Practical shopping strategy for Saguenay (April 2026): build a plan around the deepest discounts
A disciplined approach to promotions tends to outperform random deal-chasing. Based on the observed Saguenay prices:Strategy 1: Choose one “anchor deal” and commit to using it
- If the household will eat berries quickly, Strawberries 1LB at $1.77 (Maxi) is a high-impact anchor.
- If the household prefers fruit with longer shelf life once cut, Jumbo Cantaloupe at $1.77 (Super C) can serve as the anchor.
The point is to pick one item with a discount large enough to matter (here, 64.5%) and intentionally substitute it for higher-cost snacks and desserts.
Strategy 2: Add a “variety item” from the same trip to reduce waste
If shopping Super C for the cantaloupe, add one of the other discounted fruits if it matches household preferences:- Canary Melon ($2.38)
- Extra Large Green Seedless Grapes ($3.90)
- Coconuts ($1.49)
This supports variety without reverting to regular-price items.
Strategy 3: Treat bulk formats as a needs-based purchase, not a sale trigger
Orange Seedless 8lbs at $9.00 (IGA) can be worthwhile, but the discount is only 10%. A household should only buy this format if:- oranges are consumed predictably, and
- the household is comfortable storing and rotating that quantity.
Method notes and reliability
This page reflects the prices provided for Saguenay, QC for April 2026 and presents them without modification. Where both current and regular prices are available, savings percentages are computed directly from those values. Where store coverage differs by item, tables show missing entries explicitly.For readers comparing prices over time, it is best to treat these numbers as a timestamped snapshot. Promotions change quickly, and availability can vary by location. eezly’s real-time database is most useful when checked close to the planned shopping date.

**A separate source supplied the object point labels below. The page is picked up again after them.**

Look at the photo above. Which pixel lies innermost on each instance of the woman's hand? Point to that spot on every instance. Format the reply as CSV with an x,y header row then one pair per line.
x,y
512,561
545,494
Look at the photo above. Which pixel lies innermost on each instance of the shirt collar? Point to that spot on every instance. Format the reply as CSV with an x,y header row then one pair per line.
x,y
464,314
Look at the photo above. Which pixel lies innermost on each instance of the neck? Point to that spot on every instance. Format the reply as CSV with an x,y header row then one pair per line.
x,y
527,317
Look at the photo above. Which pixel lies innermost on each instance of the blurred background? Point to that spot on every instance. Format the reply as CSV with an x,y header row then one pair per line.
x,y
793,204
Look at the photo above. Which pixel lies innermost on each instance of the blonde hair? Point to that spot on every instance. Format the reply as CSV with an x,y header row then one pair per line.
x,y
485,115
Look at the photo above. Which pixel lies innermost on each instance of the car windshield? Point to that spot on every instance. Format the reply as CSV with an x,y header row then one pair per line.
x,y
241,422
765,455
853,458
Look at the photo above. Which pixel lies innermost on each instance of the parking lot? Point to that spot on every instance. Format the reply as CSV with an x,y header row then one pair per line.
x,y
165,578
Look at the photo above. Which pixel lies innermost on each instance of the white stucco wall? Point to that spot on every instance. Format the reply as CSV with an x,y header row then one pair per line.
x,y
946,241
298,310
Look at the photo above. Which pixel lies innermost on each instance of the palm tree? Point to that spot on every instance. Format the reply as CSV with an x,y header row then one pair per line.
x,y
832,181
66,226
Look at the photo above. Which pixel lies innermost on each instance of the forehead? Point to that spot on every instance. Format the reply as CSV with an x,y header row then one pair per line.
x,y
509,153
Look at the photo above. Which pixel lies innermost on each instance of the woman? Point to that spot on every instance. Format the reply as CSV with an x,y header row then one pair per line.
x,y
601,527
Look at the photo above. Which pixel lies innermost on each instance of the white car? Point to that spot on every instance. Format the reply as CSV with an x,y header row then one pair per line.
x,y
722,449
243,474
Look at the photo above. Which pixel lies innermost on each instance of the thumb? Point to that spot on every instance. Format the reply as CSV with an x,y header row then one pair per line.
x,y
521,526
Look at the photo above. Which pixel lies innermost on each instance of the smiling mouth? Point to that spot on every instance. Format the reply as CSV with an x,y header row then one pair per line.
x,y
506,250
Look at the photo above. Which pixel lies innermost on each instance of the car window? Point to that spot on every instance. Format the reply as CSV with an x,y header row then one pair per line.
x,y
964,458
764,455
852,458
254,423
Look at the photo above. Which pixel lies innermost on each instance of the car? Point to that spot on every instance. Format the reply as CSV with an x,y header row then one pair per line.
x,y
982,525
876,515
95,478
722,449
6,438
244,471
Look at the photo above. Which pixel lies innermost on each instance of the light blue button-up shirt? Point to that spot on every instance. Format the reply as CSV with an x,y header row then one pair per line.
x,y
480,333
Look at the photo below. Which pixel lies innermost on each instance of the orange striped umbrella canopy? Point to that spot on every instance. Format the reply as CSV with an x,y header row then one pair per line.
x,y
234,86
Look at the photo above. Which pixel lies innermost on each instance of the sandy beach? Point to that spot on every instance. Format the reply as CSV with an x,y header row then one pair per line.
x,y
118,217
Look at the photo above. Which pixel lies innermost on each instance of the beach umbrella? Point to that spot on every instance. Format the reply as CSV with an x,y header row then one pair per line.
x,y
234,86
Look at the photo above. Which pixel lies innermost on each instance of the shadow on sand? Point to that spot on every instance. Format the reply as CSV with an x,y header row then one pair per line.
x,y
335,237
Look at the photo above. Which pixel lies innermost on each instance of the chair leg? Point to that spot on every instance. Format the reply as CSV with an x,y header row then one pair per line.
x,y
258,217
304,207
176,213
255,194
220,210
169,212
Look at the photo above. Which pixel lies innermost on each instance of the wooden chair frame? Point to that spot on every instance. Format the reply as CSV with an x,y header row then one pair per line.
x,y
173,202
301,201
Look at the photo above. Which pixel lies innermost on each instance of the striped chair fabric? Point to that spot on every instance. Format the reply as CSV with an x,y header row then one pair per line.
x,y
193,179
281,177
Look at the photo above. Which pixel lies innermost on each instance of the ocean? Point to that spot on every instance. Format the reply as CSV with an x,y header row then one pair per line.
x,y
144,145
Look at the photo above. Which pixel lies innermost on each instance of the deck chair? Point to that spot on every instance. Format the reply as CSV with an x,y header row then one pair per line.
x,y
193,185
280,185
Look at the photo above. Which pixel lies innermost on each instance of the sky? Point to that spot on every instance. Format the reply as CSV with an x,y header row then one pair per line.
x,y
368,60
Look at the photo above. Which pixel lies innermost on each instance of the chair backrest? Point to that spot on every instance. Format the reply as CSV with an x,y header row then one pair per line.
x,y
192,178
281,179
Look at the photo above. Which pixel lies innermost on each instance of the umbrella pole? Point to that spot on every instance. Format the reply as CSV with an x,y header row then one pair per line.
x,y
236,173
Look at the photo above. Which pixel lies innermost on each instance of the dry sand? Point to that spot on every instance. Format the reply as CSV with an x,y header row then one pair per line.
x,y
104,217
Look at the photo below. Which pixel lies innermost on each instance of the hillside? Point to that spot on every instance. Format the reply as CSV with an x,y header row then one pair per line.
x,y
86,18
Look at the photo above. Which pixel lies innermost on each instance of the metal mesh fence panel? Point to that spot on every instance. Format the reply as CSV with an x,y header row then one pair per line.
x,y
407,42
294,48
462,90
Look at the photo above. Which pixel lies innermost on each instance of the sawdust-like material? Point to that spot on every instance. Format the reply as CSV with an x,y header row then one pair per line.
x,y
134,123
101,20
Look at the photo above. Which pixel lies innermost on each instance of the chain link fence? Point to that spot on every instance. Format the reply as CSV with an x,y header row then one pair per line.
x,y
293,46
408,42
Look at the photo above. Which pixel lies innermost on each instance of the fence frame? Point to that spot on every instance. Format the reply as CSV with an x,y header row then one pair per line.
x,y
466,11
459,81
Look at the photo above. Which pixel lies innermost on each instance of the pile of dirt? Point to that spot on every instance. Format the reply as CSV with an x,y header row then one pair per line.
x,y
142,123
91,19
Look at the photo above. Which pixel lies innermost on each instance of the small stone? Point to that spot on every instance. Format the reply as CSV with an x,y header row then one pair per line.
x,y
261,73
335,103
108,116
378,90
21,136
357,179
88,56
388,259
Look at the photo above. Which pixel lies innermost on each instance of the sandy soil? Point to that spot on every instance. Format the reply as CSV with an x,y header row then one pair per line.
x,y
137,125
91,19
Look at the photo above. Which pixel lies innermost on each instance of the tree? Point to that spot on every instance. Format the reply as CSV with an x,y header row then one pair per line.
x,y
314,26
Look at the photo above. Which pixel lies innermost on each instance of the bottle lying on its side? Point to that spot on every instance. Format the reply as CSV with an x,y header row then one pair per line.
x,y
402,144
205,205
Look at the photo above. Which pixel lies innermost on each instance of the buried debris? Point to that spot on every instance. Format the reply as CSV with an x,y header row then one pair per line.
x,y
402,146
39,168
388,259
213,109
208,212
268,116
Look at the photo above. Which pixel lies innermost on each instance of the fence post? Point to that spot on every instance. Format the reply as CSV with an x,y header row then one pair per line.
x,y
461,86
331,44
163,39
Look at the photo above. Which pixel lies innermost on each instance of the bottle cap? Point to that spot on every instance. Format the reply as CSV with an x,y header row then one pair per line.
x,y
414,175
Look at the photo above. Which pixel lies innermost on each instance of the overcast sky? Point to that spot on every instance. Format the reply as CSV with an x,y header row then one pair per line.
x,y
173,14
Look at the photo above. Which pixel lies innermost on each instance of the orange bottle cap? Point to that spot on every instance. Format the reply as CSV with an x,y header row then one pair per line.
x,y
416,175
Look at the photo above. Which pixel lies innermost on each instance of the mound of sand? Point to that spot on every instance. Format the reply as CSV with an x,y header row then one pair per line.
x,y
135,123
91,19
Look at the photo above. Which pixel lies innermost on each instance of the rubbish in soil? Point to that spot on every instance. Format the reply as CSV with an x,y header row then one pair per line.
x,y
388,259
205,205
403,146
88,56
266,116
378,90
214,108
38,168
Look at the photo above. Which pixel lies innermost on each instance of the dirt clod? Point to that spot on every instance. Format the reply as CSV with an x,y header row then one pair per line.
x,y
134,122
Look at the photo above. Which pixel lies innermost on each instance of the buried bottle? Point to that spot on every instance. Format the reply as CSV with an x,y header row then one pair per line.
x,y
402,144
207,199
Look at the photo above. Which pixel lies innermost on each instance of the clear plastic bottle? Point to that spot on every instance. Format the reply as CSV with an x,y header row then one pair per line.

Summary: the April 2026 Saguenay conclusion
The April 2026 data for Saguenay shows a clear pattern: the biggest savings were concentrated in a few aggressive fruit promotions rather than spread evenly across every aisle. Maxi delivered the standout headline price with Strawberries 1LB at $1.77 (down from $4.99), while Super C offered the widest range of discounted whole fruits, including Jumbo Cantaloupe at $1.77, grapes at $3.90, and several additional items with 35%–46% reductions. IGA’s featured orange bag offered a smaller 10% discount that may still suit high-consumption households.Featured Deals
Comparison
| Produit | Prix à Saguenay | Prix régulier | Bannière |
| Strawberries 1LB | 1,77$ | 4,99$ | Maxi |
| Canary Melon | 2,38$ | 4,39$ | Super C |
| Bartlett Pear | 0,88$ | 6,59$ | Metro |
Frequently Asked Questions
Where can shoppers find the cheapest strawberries in Saguenay, QC in April 2026?
In April 2026, the lowest observed price in this dataset for Strawberries 1LB in Saguenay, QC was $1.77 at Maxi, discounted from a $4.99 regular price (64.5% off), based on eezly real-time price tracking.
Which store had the deepest discount in Saguenay in April 2026?
The deepest measured discounts were tied at 64.5%: Strawberries 1LB at Maxi for $1.77 (regular $4.99) and Jumbo Cantaloupe at Super C for $1.77 (regular $4.99), according to eezly real-time price tracking as of April 2026.
What were the best fruit deals at Super C in Saguenay in April 2026?
Super C’s notable observed prices in April 2026 were Jumbo Cantaloupe for $1.77 (regular $4.99), Canary Melon for $2.38 (regular $4.39), Coconuts for $1.49 (regular $2.29), and Extra Large Green Seedless Grapes for $3.90 (regular $8.80), based on eezly real-time price tracking.
Was the 8 lb seedless orange bag at IGA a strong deal in April 2026?
It was a modest deal. Orange Seedless 8lbs at IGA was $9.00 versus a $10.00 regular price, a 10% discount in April 2026, based on eezly real-time price tracking.
How were the savings percentages calculated in this report?
Savings were calculated as (regular price − current price) ÷ regular price using the regular prices provided for each item in the April 2026 dataset, then expressed as a percentage.